Here is the code I used to benchmark, I used the avrg of 1000 calls:

--!strict
--!optimize 2

--Constants
local TEST_AMOUNT = 1000000

--Services
local ReplicatedStorage = game:GetService("ReplicatedStorage")

--Instances
local TestP = Instance.new("Part",script)

--Instance methods
local PivotTo = TestP.PivotTo

--Modules
--local RawLib = require(ReplicatedStorage.Modules.RawLib)

--Module methods
--local instance_newindex = RawLib.instance_newindex

--Variables
local t = 0

print("Beginning the benchmark with",TEST_AMOUNT,"calls")

for i = 1,TEST_AMOUNT do
	local t1 = os.clock()
	TestP.CFrame = CFrame.new()
	--instance_newindex(TestP,"CFrame",CFrame.identity)
	t += os.clock()-t1
end

print("CFrame avrg:",t/(TEST_AMOUNT*0.001))

t = 0

for i = 1,TEST_AMOUNT do
	local t1 = os.clock()
	TestP:PivotTo(CFrame.new())
	--PivotTo(TestP,CFrame.identity)
	t += os.clock()-t1
end

print("PivotTo avrg:",t/(TEST_AMOUNT*0.001))
1 Like

Yeah seems like it 13~% faster
image

--!strict
--!optimize 2
local part:Part = Instance.new("Part",script)
part.Anchored=true

local t:number = 0

t=0
for i=1,20 do
	local a:number = os.clock()
	for ii=1,9999 do
		part.CFrame=CFrame.identity
	end
	t+=os.clock()-a
end
print(`CFRAME avarage: {t/20}`)

t=0
for i=1,20 do
	local a:number = os.clock()
	for ii=1,9999 do
		part:PivotTo(CFrame.identity)
	end
	t+=os.clock()-a
end
print(`PivotTo avarage: {t/20}`)

Same results.


Normal CFrame is 2.3…
( changed your code a bit )

code
--!strict
--!optimize 2

local TEST_AMOUNT = 10000000

local ReplicatedStorage = game:GetService("ReplicatedStorage")

local TestP = Instance.new("Part",script)
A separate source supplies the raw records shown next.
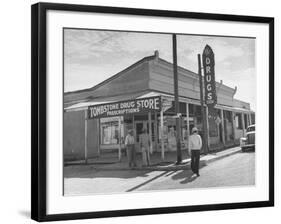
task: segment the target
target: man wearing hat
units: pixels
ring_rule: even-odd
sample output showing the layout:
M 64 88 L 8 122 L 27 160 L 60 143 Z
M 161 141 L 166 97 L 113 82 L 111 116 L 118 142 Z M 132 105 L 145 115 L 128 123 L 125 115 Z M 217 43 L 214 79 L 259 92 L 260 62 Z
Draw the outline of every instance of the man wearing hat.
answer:
M 125 138 L 125 146 L 127 148 L 127 156 L 129 160 L 129 167 L 136 167 L 136 151 L 135 151 L 135 138 L 133 130 L 128 130 L 128 134 Z
M 149 135 L 147 134 L 147 129 L 142 129 L 142 134 L 140 135 L 140 147 L 142 151 L 142 165 L 150 165 L 150 155 L 149 155 L 149 146 L 151 142 L 149 140 Z
M 192 128 L 192 135 L 189 137 L 189 152 L 191 152 L 191 170 L 194 174 L 199 175 L 199 162 L 200 162 L 200 150 L 202 147 L 202 139 L 198 134 L 196 127 Z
local PivotTo = TestP.PivotTo
local CFrame = CFrame.new

local start = 0

print("Beginning the benchmark with",TEST_AMOUNT,"calls")

start = os.clock()
for i = 1,TEST_AMOUNT do
	local t1 = os.clock()
	TestP.CFrame = CFrame()
end

print(os.clock() - start)

start = os.clock()
for i = 1,TEST_AMOUNT do
	local t1 = os.clock()
	TestP:PivotTo(CFrame())
end
print(os.clock() - start)


it is faster but PivotTo sometimes can FAIL to replicate when people lag (if you move an instance that has its physics updated by the given player such as their character).
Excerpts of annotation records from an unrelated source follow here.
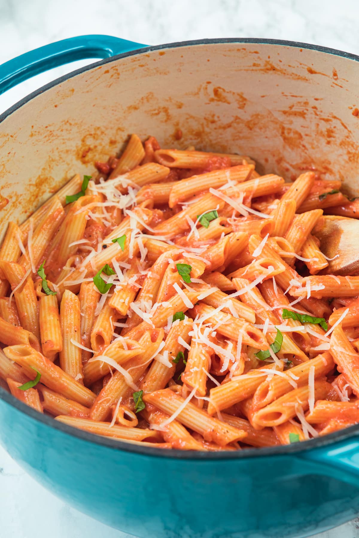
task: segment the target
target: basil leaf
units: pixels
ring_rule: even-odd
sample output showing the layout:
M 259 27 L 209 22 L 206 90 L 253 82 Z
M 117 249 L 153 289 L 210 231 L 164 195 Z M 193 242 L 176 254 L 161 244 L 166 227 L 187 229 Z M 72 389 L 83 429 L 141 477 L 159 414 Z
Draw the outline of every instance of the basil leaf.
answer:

I’m pretty sure that’s an issue with all physics replication, as they’re unreliable and unordered because usually they don’t need to be, normally it just replicates again in the next few frames.

Ok, this became even more confusing than it should. On my device in the studio, it is somehow 10 times better (the benchmark in the post). Some people have a 30% performance gain, some only about 10%. I don’t get it at this point

PVInstance:PivotTo() still fires every changed signal on the BasePart you call it on if it has no descendant parts (is this a bug?).
image

It does seem to be slightly faster than setting .CFrame directly though.
image

But really when you need to call PivotTo or set CFrame that many times, you’re likely going to be better off using WorldRoot:BulkMoveTo() and/or welding.
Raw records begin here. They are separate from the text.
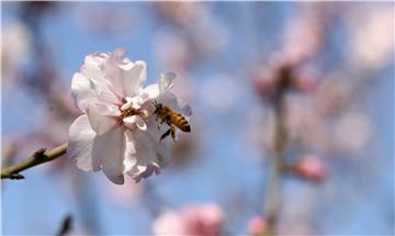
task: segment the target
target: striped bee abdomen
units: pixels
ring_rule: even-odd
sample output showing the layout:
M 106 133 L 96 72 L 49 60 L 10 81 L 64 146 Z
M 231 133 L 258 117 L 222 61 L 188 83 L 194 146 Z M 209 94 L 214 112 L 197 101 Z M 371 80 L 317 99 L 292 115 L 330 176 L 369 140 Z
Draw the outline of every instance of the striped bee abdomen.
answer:
M 191 132 L 191 126 L 188 123 L 187 119 L 179 113 L 172 113 L 171 123 L 173 123 L 178 128 L 183 132 Z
From my other tests, BulkMoveTo barely makes a difference between PivotTo. And most of the expenses actually come not from setting position, and is basically equal if we consider the table writing for BulkMoveTo

If you actually read the documentation for WorldRoot:BulkMoveTo, you can see it says that it’s intended for when you know that moving parts is actually the bottleneck.

Table writing is MUCH faster than indexing and writing a bunch of properties.